Menschenrechte in Saudi-Arabien

Willkürliche Festnahmen und die Unterdrückung von Frauen weiter an der Tagesordnung

Die Reise stand unter deutlichen Vorzeichen: Wenige Tage, bevor Barbara Lochbihler am vergangenen Wochenende Saudi-Arabien besuchte, informierte der Rüstungsexportbericht der Bundesregierung über die Geschäfte der deutschen Waffenindustrie. Ganz oben auf der Liste stand der Golfstaat, mehr als ein Viertel aller genehmigten Lieferungen gingen dort hin. Dabei sei die Situation für Oppositionelle trotz einiger Reformen weiterhin sehr schwierig, resümiert die Grünenpolitikerin nach ihrer Delegationsreise mit dem Menschenrechtsausschuss, dem sie vorsitzt. „Weiterhin werden unabhängige Menschenrechtsverteidiger überwacht, verfolgt und willkürlich festgenommen“, kritisiert sie.  Soziale Netzwerke, die auch dort eine wichtige Rolle spielen, würden scharf kontrolliert. Das erfuhr Lochbihler von Vertreterinnen und Vertretern nichtstaatlicher Organisationen, mit denen sie sich in der Hauptstadt Riad traf.

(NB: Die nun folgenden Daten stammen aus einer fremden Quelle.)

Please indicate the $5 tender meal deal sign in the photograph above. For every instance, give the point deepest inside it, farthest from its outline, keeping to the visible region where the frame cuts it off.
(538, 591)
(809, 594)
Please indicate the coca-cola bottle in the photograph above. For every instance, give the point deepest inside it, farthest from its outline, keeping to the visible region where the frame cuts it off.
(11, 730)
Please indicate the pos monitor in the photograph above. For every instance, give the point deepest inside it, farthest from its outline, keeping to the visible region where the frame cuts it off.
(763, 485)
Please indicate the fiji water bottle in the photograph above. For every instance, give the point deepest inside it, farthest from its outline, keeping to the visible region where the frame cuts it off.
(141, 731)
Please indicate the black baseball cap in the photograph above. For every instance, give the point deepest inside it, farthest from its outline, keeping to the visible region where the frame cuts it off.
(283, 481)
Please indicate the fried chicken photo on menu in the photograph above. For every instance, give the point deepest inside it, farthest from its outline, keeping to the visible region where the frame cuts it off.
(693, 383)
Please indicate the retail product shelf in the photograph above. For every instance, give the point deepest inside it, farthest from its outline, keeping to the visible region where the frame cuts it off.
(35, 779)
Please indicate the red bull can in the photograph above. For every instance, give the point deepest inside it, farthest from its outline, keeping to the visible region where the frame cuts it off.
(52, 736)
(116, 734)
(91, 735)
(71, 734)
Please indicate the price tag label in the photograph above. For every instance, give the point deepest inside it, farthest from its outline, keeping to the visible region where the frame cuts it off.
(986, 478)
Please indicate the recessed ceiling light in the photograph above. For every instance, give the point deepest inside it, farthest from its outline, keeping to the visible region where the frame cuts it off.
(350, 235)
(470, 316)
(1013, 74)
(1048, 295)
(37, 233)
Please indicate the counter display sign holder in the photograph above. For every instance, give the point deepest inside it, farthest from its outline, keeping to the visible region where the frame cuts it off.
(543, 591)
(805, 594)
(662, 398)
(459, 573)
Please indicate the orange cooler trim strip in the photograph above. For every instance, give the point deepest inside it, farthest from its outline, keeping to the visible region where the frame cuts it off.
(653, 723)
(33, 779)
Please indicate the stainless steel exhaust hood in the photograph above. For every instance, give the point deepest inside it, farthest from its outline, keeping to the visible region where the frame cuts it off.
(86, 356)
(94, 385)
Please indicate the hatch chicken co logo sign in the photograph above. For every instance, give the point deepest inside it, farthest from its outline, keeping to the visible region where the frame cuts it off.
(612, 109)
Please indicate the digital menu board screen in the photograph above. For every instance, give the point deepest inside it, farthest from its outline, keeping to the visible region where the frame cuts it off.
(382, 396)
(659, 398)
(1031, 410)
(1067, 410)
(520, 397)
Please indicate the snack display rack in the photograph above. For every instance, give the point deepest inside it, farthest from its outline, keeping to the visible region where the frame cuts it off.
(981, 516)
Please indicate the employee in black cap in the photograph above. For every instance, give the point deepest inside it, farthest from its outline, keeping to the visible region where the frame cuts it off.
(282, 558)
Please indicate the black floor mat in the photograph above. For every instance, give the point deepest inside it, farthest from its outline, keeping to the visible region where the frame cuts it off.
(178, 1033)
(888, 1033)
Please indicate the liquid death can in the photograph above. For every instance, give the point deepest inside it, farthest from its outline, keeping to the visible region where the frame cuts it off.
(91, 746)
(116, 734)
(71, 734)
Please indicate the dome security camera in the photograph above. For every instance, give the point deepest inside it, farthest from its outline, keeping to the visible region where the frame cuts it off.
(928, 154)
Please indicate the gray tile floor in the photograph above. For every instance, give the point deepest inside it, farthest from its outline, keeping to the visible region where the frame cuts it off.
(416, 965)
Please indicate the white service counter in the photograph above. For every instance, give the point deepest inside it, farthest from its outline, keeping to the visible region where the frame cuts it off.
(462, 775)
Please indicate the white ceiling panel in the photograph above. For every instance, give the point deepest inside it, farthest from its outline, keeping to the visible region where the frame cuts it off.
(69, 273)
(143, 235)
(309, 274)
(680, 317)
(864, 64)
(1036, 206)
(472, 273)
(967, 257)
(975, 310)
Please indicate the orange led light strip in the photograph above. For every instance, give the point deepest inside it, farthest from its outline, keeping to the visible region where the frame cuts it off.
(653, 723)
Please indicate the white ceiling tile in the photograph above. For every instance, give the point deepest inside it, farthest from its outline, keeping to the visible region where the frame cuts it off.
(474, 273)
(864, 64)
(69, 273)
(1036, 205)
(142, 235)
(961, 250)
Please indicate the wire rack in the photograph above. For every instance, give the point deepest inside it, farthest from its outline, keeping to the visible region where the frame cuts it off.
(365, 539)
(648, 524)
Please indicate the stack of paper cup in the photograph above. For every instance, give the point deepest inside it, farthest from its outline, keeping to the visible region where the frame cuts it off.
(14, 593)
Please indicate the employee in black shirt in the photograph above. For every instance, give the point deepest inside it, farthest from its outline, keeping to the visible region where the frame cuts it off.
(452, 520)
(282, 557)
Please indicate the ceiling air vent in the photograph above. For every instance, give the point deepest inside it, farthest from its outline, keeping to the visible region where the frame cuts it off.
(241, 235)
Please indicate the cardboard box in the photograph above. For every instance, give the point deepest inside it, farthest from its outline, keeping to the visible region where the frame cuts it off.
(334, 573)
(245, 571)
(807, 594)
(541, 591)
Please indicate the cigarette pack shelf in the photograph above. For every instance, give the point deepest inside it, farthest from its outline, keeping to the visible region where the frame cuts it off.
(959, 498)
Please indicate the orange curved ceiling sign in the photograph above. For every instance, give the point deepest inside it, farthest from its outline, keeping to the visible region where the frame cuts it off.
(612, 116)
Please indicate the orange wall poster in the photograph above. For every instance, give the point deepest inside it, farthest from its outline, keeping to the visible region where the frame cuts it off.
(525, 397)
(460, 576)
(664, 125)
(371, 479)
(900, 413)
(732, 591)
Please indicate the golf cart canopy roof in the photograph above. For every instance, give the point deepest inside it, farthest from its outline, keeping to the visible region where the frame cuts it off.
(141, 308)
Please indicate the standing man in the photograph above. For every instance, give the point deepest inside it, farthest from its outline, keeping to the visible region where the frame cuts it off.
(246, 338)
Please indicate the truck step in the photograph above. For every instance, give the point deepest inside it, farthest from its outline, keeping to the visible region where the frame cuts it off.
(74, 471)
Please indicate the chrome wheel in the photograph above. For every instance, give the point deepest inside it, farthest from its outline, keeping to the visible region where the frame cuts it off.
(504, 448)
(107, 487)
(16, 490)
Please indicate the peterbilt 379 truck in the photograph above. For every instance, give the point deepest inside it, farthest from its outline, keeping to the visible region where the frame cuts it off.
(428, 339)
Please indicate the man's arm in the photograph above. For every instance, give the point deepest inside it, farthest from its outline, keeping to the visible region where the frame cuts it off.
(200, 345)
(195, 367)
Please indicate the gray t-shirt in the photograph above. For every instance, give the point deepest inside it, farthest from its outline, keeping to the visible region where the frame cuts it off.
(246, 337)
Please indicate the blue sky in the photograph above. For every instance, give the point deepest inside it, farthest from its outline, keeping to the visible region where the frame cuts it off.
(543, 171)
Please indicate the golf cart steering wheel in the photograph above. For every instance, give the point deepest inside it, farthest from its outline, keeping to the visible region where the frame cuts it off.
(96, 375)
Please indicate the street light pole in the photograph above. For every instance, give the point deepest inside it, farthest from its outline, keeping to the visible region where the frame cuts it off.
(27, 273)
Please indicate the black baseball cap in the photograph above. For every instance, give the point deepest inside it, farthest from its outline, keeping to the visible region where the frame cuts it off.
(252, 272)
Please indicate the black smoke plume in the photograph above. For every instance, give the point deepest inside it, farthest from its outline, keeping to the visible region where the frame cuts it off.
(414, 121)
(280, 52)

Barbara Lochbihler hat im Rahmen ihrer Reise nach Saudi-Arabien auch die Vetreter der staatlichen Menschenrechtskommission getroffen. (Bild: Yarmo Oikarinen)

Auf dem Programm der Europaabgeordneten standen auch Gespräche mit hohen Repräsentanten der Regierung. So informierte sie der Arbeitsminister Adel bin Muhammad Fakeih über die Legalisierung von Migrantinnen und Migranten im Land. Sicher ein richtiger Ansatz, so Lochbihler, allerdings wirke er sich für die Schwächsten der Schwachen negativ aus. Denn seit 4. November ist die Frist abgelaufen, und wer bis dahin keinen legalen Aufenthaltsstatus erwerben konnte, werde verfolgt. „Bei Razzien und Massenabschiebungen hat die Polizei wiederholt Gewalt angewandt, vor allem gegen Äthiopier“, kritisiert sie und spricht von einer fragwürdigen „Saudiisierung der Wirtschaft“. Die Regierung habe ihr dagegen versichert, alles verliefe in geordneten Bahnen.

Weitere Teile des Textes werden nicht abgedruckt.